Another guest post from my sister. If you have a story from your encounters with wildlife in Africa, and would like to see it on this blog, please let me know.
One year for mid-term break, my parents took me and my best friend Elora to stay in some lovely cottages by Lake Baringo for a little holiday. One particularly dry hot afternoon Elora and I sat on the cool stoop doing a jigsaw puzzle. We were pleasantly surprised when two hippo's came out to graze about 20 meters in front of us. We were surprised because in the day time the hippos tend to stay in the water and also because the cottage staff usually supervised the wildlife coming onto the premises and it was now quite a distance from the lake (that seemed to have receded over the years).
Growing up in Africa, I was well aware that hippos were very dangerous animals however the grazing seemed harmless enough.
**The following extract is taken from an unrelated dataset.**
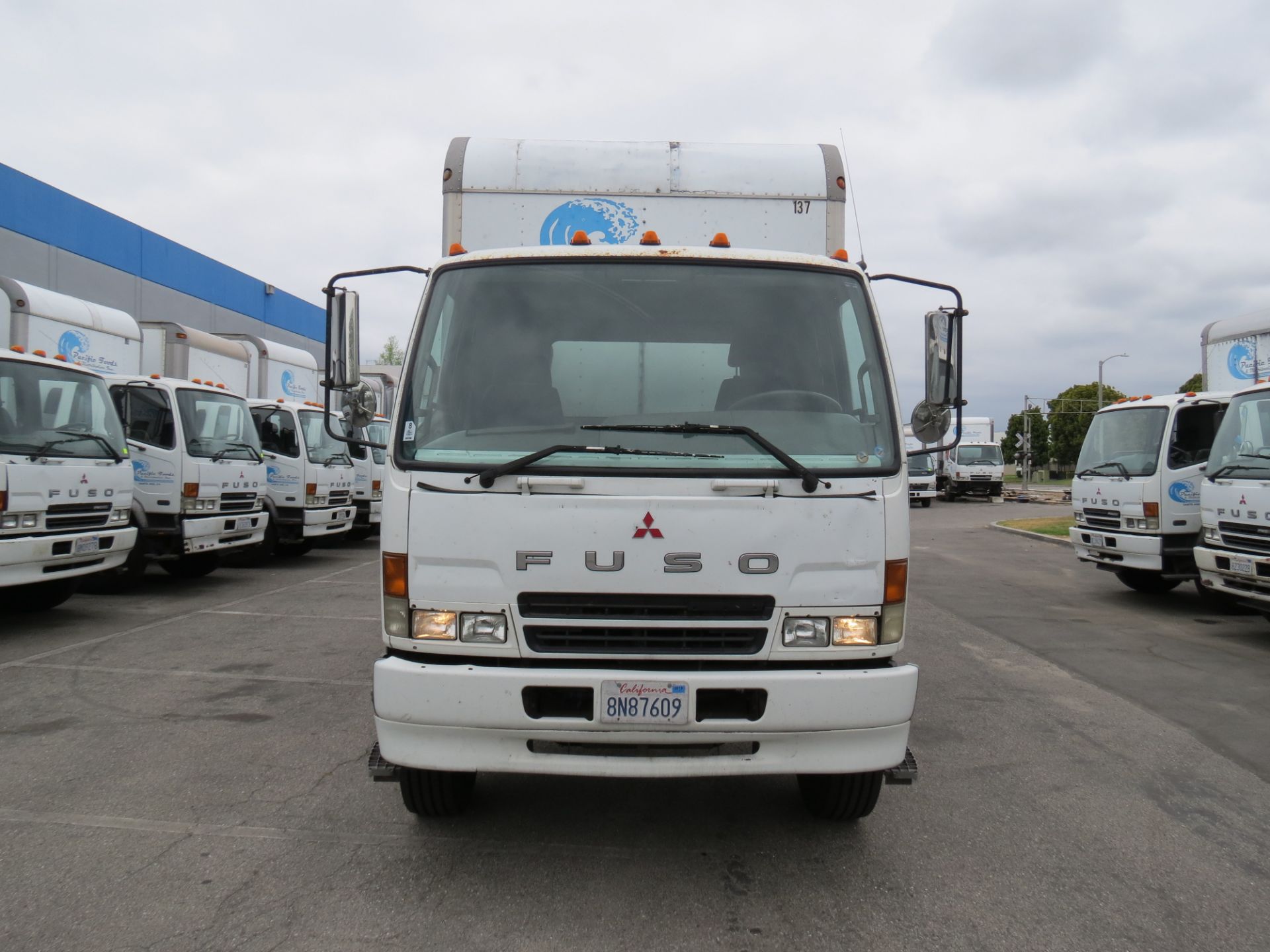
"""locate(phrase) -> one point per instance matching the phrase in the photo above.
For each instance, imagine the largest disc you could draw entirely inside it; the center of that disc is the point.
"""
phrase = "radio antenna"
(854, 211)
I called my mom to come have a look. Just as she arrived on the stoop, suddenly the one hippo opened his great massive jaws and attempted to take a bite of the other hippo!
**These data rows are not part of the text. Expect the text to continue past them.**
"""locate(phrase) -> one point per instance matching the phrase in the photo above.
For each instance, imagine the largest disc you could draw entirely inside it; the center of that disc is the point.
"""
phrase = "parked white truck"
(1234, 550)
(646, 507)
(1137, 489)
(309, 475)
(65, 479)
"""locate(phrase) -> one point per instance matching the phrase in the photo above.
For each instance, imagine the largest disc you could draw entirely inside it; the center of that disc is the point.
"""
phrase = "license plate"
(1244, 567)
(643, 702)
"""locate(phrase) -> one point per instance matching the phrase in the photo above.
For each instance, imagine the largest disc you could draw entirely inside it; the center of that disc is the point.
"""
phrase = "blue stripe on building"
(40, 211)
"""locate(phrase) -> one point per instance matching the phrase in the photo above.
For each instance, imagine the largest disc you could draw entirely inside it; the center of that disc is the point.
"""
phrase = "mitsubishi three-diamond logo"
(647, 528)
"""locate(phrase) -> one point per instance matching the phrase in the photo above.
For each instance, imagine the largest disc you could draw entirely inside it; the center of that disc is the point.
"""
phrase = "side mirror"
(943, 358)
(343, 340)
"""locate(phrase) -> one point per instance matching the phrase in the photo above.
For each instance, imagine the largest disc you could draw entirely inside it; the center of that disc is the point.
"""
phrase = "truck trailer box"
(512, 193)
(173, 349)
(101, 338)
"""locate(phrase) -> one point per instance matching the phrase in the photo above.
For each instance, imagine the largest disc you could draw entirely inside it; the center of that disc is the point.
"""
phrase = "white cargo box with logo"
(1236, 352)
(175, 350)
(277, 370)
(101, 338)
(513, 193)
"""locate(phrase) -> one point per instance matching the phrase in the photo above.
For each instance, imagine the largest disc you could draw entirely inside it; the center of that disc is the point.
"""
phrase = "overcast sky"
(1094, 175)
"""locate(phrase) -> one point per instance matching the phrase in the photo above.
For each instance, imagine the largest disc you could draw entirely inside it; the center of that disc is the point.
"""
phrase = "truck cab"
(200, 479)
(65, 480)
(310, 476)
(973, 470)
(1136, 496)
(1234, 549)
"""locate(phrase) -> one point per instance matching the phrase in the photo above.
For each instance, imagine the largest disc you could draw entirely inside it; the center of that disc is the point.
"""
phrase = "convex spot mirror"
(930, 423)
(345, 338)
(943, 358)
There was a bit of fight that ensued dramatically and it was enough to make me and Elora run into the cottage door, still watching these giant animals fighting! Then suddenly one of the hippos decided he'd had enough and started to charge-in OUR DIRECTION!!!
We didn't know what to do. We slammed the door shut and ran to the back end of the cottage and prayed that he didn't try to enter the cottage!!! When you see the actual size of an African Hippo (Hippopotamus amphibious), you are very easily convinced that it could storm right through any cottage with great ease!
We were lucky that actually the hippo ran towards our cottage and then turned and ran down the side between our cottage and the next cottage! Soon the staff were on the scene and no one was hurt but it certainly was adrenaline pumping action!
Blog owner's note: There has been a lot said about the danger of African hippos and perhaps this story illustrates the point quiet well. Hippos can be aggressive, and they are dangerous and ill tempered creatures. But the reason for their high kill rate of humans is often more related to the situation, where human activity moves right up to the banks of the river. Hippos spend most of their time in water, but not all. Where grazing starts to compete with gardens, hippos and humans are often in constant conflict. In Africa, often water is scarce, and the rivers are a life blood for growing populations. Something always had to give. No stats are talking about the number of hippos that are killed each year by humans.